Victim services in England and Wales are commissioned by Police and Crime Commissioners, and there is a requirement under the Victims Code of Practice for victims affected by terrorist incidents to be able to access these services. However, as there are different service providers across England and Wales, in the event of an incident where victims are from all parts of the country, our research with survivors demonstrates that it is not always clear how survivors should access support or who they should contact.
Following the Westminster attack, one year ago today, Victim Support extended it’s free confidential supportline to be open 24 hours a day, seven days a week – a service funded largely from charitable donations. Many people who sought our support were dealing with the psychological effects and were struggling to cope, having difficulty sleeping, experiencing flashbacks and feared being alone. That’s why we took the decision to be there for victims – anytime of the day or night.

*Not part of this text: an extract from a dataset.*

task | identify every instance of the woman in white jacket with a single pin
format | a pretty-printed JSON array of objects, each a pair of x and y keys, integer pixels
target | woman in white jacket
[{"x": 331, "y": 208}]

All of those involved in responding to these attacks – emergency services and local authorities through to voluntary organisations and charities must continue to improve how we work together. We need to ensure that all those seeking help have access to all the information they need from the start, and can access support for as long as they need it, no matter where they live.
We are calling for all agencies involved to recognise that in the case of terrorist incidents, it is not only those injured and the families of the bereaved that are affected, but also those who witnessed these attacks. From people who saw the Westminster attack unfold from buses crossing the bridge, to those hiding in restaurants and bars as the terrorists at London Bridge carried out their brutal attacks. All agencies involved in assisting in such incidents must therefore treat witnesses as survivors and ensure they have access to adequate support services.
Today is a day to remember all those impacted by the devastating and life-changing incidents of last year. Whilst we hope that such incidents never happen again, we must listen and learn to ensure that can respond faster, respond better and respond to all those who need support.